We have the publishing rights for all three seasons of Sam and Max developed at Telltale. If we were to do any new content we would need to discuss it with Steve, since he owns the license. From a business perspective it was pretty straightforward, the assets were for sale and everyone was up for it so we jumped on the opportunity.
Since then everyone we have dealt with has been really supportive in making this happen.
Can we expect to see the whole series get this treatment? If so is there a roadmap or anything yet?
We’re currently working on Sam & Max Beyond Time and Space (a.k.a. Season 2) and we hope to eventually complete all three seasons.
Is a physical release possible? Feasible? Or totally off the table?
It’s possible and feasible! Right now we’re focused on the download version that just released for PC and Switch, but a physical release is not off the table.
Who do we need to yell at to get Hit the Road on Switch?

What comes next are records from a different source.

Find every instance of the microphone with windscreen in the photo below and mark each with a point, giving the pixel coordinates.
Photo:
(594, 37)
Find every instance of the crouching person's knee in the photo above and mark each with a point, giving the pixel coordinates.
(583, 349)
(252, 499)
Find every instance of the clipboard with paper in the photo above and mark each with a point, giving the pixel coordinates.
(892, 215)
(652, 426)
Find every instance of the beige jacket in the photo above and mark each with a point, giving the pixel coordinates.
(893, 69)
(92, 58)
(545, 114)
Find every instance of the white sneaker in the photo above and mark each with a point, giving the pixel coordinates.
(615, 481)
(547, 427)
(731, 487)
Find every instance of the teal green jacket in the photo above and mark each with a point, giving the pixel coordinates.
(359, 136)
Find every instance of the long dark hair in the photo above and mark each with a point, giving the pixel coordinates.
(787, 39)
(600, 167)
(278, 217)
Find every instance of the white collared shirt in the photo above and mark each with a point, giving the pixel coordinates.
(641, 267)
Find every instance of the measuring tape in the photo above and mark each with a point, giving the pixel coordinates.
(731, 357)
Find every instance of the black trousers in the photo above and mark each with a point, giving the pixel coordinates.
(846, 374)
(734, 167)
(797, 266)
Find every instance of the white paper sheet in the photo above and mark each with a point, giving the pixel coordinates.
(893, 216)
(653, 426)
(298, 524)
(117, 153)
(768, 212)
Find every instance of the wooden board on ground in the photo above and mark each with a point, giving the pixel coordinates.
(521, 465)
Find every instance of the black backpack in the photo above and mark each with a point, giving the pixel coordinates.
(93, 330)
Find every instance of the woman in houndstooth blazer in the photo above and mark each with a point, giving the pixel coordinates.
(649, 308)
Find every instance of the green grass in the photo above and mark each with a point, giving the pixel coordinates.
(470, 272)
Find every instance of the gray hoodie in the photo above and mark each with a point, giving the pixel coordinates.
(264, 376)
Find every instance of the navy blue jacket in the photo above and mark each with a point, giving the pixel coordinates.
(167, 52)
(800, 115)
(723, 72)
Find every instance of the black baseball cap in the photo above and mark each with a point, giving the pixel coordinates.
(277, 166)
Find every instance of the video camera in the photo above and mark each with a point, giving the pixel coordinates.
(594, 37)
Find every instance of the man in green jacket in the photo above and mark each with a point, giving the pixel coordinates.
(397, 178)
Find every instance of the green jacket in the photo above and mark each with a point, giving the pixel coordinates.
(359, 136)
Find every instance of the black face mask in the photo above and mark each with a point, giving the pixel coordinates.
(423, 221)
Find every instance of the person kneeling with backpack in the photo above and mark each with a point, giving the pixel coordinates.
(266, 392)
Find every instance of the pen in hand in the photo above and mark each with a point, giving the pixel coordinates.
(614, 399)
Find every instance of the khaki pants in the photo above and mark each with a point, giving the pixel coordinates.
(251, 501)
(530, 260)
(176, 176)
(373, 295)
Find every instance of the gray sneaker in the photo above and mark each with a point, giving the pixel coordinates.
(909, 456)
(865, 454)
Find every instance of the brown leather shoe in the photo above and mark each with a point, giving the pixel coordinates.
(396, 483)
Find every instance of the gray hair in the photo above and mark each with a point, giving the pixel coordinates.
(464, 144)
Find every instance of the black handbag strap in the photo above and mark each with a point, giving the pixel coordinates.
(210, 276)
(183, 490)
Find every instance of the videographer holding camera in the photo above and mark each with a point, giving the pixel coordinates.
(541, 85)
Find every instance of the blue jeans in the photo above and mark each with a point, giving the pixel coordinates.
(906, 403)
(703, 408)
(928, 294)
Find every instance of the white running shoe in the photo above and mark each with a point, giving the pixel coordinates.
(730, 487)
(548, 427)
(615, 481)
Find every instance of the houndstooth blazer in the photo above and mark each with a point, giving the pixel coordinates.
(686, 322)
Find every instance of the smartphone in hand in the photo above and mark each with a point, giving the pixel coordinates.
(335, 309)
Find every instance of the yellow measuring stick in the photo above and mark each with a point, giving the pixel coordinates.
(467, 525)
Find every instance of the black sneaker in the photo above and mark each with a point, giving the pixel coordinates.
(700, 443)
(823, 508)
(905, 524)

Not us! Maybe someone at Disney? 🙂
What does Max’s fur feel like?
You can find out for yourself: https://www.uncute.com/products/sam-and-max-stuffed-toy
I promise that the hyperlink was no funny business on my part, as Prima Games is not on the take from Big Sam and Max. Would we ever be so lucky. I do genuinely love these characters, and have followed them for well over a decade now.
Speaking to some of the folks responsible for an all-time favorite of mine was a great experience, and frankly I’m thrilled that Skunkape is gunning for getting all three Seasons out.
What went down with Telltale Games was a real tragedy in games industry history, but seeing projects like this emerge from the wreckage is a great reminded of why that was such a big deal.
If you’ve never played a Sam and Max, or even a game like this before, Sam and Max Save the World Remastered is the best place to start. And if that lands with you, definitely go back to the LucasArts classic, Hit the Road. And read Surfin’ the Highway. And watch the Freelance Police show.
And… well that’s it, really. A VR game is coming out soon? This series is not a fountain of content, that’s for sure.